Belinda Everett and her grandson, Darren Martinez, have been looking forward to August 2019 for years. That’s when Darren will finally be a student in Everett’s fourth grade math class at Benavides Elementary School.
“He began talking about it when he was in first grade,” Everett said. “Darren would ask, ‘Gram, can’t I just skip a grade?’”
That future was in doubt after Martinez was hospitalized twice in a five-month period due to a rare and life-threatening vascular condition that eventually required brain surgery at Children’s Memorial Hermann Hospital.
Sudden pain escalates to an emergency situation
On a sunny Tuesday morning in late March 2018, Martinez felt an intense pain in his head while on the school playground during gym class. The pain increased so rapidly that Martinez vomited on the way to the school nurse’s office. Minutes later, Martinez suffered a seizure.
Everett rushed from her classroom, which overlooks the playground Martinez had just left, to find him unconscious in the school nurse’s office. Martinez’s skin was pale and there was purplish discoloration around his mouth.
“I put him on my lap and kept trying to wake him up,” Everett said.
Martinez’s mother, Katrina Perez, arrived soon after to ride with her son in an ambulance to a nearby hospital.
“We weren’t sure what would happen to him,” Perez said.
Rare condition discovered
After Martinez was transferred to a larger hospital locally, it was discovered that his sudden change in health was caused by a brain arteriovenous malformation (AVM), an abnormal collection of arteries and veins that can disrupt normal blood flow.

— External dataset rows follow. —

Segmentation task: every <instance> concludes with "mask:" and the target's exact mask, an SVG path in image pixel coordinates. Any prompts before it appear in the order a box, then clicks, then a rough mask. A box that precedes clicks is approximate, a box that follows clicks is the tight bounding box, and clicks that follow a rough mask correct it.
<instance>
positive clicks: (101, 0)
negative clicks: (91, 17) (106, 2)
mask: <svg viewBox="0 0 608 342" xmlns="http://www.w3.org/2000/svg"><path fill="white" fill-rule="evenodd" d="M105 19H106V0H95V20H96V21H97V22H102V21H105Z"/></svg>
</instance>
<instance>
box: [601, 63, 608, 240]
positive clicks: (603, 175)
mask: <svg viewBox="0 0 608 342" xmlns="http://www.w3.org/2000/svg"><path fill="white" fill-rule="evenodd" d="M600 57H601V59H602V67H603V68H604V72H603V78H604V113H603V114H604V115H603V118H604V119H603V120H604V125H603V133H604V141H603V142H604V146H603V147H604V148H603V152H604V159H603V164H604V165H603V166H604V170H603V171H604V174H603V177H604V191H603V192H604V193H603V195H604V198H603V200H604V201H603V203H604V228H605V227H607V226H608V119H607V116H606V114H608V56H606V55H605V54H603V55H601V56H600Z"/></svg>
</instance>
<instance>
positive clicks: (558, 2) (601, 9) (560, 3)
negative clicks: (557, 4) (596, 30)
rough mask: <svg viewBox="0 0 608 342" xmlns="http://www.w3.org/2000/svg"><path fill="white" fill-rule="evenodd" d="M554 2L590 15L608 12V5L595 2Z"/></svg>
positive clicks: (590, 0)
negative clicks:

“AVMs under high pressure can bleed,” said David Sandberg, MD, director of pediatric neurosurgery at Children’s Memorial Hermann Hospital. “Bleeding on the brain can press on other structures and be life-threatening.”
The symptoms of AVM range from headaches and dizziness, to seizures or altered consciousness. The presence of an AVM is typically confirmed through advanced imaging such as an MRI or cerebral angiography.
Only one of every 100,000 people are born with an AVM, according to the American Association of Neurological Surgeons. Each year, two to four percent of people with a brain AVM experience a hemorrhage. That yearly risk can add up to be very dangerous over the course of a lifetime.
Martinez underwent a five-hour surgery to address the AVM at his local hospital and regained consciousness three days later.
Perez kept Martinez home for the remainder of the school year as he recovered. He completed second grade at home and rested throughout the summer, awaiting the 2018-19 school year.
Martinez’s return to school came with mixed emotions for Perez.
“We were obviously happy Darren was going back to school,” Perez said. “But as a parent, you’re nervous. You don’t want to let your child out of your sight after you go through what we did.”
Perez’s reservations were validated the first day of the school year. While in the science lab, Martinez began feeling pain in his right eye and was taken immediately to Everett’s classroom. Martinez lost consciousness and was again rushed to the hospital.
“We were devastated,” Everett said.
A decision was made to transport Martinez to Children’s Memorial Hermann Hospital in Houston.
Addressing a challenging condition
Tests revealed that a small portion of Martinez’s AVM, located in an area at the back of the brain called the posterior fossa, still remained and had hemorrhaged again, causing a mass of blood to block fluid circulation.
“Darren’s AVM was challenging because it was located in a very high-risk area,” Dr. Sandberg said. “A mass lesion in that area of the brain can cause compression of the brain stem, which controls vital functions like heart rate, blood pressure and breathing.”
It was critical to safely remove the remaining AVM as soon as possible.
“As blood clots get bigger in that area of the brain, patients can deteriorate rapidly and their life is in danger,” Dr. Sandberg said. “I feel so lucky to work in a center together with a team of experts who see challenging cases like this day in and day out.”
Dr. Sandberg teamed up with renowned vascular neurosurgeon Arthur Day, MD. Together, Drs. Sandberg and Day were able to remove the rest of Martinez’s AVM without additional complications. With near certainty, Martinez is now cured of the AVM forever.
“I’m so happy and thankful we were able to meet with Dr. Sandberg,” Perez said. “I don’t want to think about what could have happened if we had waited.”
Looking forward to next school year
Martinez has returned to school and attends church with his family every week. He regularly attends physical therapy, occupational therapy and speech therapy sessions.
His hair has grown over the scar on his head from surgery and he no longer wears a baseball cap to school.
Martinez also checks in with his grandmother every day.
“If something worse had happened with Darren, I don’t know if I could have ever gone back to the school,” Everett said. “We are so grateful he is doing well.”
Martinez is also on schedule to finish third grade and start fourth grade on time in August.
“I’ll be really happy to have Darren in my classroom,” Everett said.